Laura’s 2011 debut, 'Keep It To Yourself,' scored worldwide radio play and critical hosannas. AllAboutJazz.com said she is “gifted with a sultry, swoon-inducing croon,” and her debut was “among the year's most consistently engaging jazz releases, performed with class and heartfelt passion.” The Dallas Morning News called her voice “sublime,” and Robert Sutton at JazzCorner.com lauded her as “a funny lady with a jewel of a voice” who “weaves past and present with stunning power.”

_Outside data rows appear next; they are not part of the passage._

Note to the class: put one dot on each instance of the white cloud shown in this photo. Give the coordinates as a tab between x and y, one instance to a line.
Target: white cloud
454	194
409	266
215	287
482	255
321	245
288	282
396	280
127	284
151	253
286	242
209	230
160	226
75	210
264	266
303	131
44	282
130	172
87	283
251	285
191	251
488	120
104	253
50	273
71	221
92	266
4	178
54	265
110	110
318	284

Now, Laura and her partner, producer/arranger/pianist extraordinaire Brian Piper, are back, bigger and better, with her new album, 'Necessary Evil', joined by some of the top jazz artists in Texas. Like her debut, it hit Jazz Week’s top radio airplay chart and scored critical raves. Jazz Inside said she had “not only met the incredible standard set by her debut recording but surpassed it,” while others compared it to the classic Verve, Capitol and Columbia albums of the ’50s. TheWorldMusicReport.com hailed Laura as "an exceptional singer, full of grace and color" whose "ability to express the elements of the most classic jazz is incomparable; she is able to subtly display sensuality, darkness, romanticism, naughtiness, and feeling." Most succinct was Koop Kooper, host of the internationally-syndicated radio show 'Cocktail Nation,' who declared simply, 'My goodness, it is brilliant.'
'Necessary Evil’s' theme is love songs with a twist: some heartbreaking, some with a touch of Laura’s trademark wicked humor. The tracks include fresh twists on standards, like her exotic reimagining of Harold Arlen and Johnny Mercer’s 'Out of This World,' which was selected for the Goa Chillout Zone Vol. 5 compilation CD. There are also revitalizations of forgotten obscurities and great new songs in elegant styles, such as the instant big band classic, 'Last Train to Mercerville,' featuring an all-star 13-piece horn section.
In the end, we find that for pure, true, eternal love, we must turn to the great old songs that Laura learned as she watched her dad accompany Ella Fitzgerald, Tony Bennett, Mel Torme and other musical icons who inspired her to take this great style of music in exciting new directions for the 21st century.